Depois da casa, Leon Wiesener construiu um farol de garrafas
Terminar o pentágono não significou encerrar o projeto.
Wiesener decidiu construir no mesmo quintal um farol de aproximadamente 15 pés, cerca de 4,6 metros de altura, utilizando novamente garrafas como elemento predominante.
A referência veio de um símbolo conhecido de Carrabelle, o Crooked River Lighthouse.
O farol verdadeiro, inaugurado no fim do século XIX, faz parte da paisagem histórica da região costeira.
A versão construída no quintal é muito menor, mas não ficou apenas na aparência.
“Eu sei que é um grande símbolo de Carrabelle, então simplesmente construí o meu. E funciona. Ele gira e brilha à noite”, afirmou Wiesener à WTXL.
No alto da estrutura, uma luz realmente gira quando o sistema é ligado, aproximando a peça artística da função visual de um pequeno farol.

Uma grande esfera geodésica também apareceu no quintal
A casa e o farol foram acompanhados por esculturas geométricas de grande porte.

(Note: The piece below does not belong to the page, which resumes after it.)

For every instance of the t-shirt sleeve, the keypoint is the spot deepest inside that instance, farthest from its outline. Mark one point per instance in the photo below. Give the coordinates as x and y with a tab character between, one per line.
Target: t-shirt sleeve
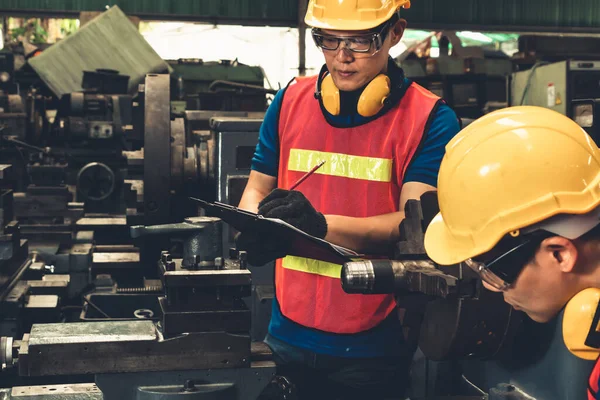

Entre elas está uma grande esfera geodésica estática, formada por diferentes camadas de esferas conectadas.
Wiesener chegou a descrevê-la como uma espécie de autorretrato abstrato de sua própria vida.
Outra estrutura tem aproximadamente 2,4 metros de largura e funciona de maneira diferente.
Trata-se de uma esfera geodésica cinética com painéis de vidro colorido e espelhos.
Quando se movimenta sobre sua base, as superfícies refletem a luz em diferentes direções.
O uso do vidro, portanto, deixou de estar limitado à construção original.
A propriedade passou a reunir formas, cores e objetos reaproveitados em diferentes experiências visuais.

Nem todas as estruturas resistiram ao tempo
A sequência de experimentos também produziu estruturas que não resistiram ao tempo.
Segundo o Atlas Obscura, uma grande torre retorcida feita com garrafas e coberta por fragmentos de vidro começou a se deteriorar na base.
Outra obra, um arco de garrafas com aproximadamente 4,9 metros de altura, caiu pouco depois de ser concluído.
Esses episódios mostram que o quintal funciona mais como um espaço de experimentação artística contínua do que como um conjunto de construções projetadas segundo um único padrão.
Mesmo com peças que precisaram ser abandonadas ou modificadas, a Bottle House e o pequeno farol permaneceram como as estruturas mais conhecidas.
Construção custou mais de US$ 3 mil
Usar milhares de recipientes que seriam jogados fora não tornou a construção gratuita.
Wiesener informou à WTXL que, quando cimento, materiais do telhado e outros componentes foram incluídos, a Bottle House custou mais de US$ 3 mil para ser construída.
A motivação, segundo ele, também envolvia reaproveitamento.
“Eu estava tentando economizar dinheiro e salvar um pouco o mundo. Esta é apenas uma pequena contribuição”, afirmou na entrevista.
A obra acabou ganhando uma função que não estava presente no plano inicial.
Pessoas começaram a encontrar fotografias nas redes sociais, viajar até Carrabelle e entrar no quintal para conhecer as estruturas.
Reportagens posteriores registraram visitantes vindos de outras partes dos Estados Unidos e até de outros países.
Em 2018, Wiesener disse ao Spectrum News que gostaria que sua criação durasse e se tornasse um símbolo da cidade.
Mais de uma década depois do primeiro saco de cimento, o quintal ainda aparece em guias de viagem e voltou às páginas internacionais em 2026.
O que começou com garrafas destinadas ao descarte acabou ocupando paredes inteiras, subindo por um farol com luz giratória e se espalhando por grandes formas geométricas em um terreno da costa da Flórida.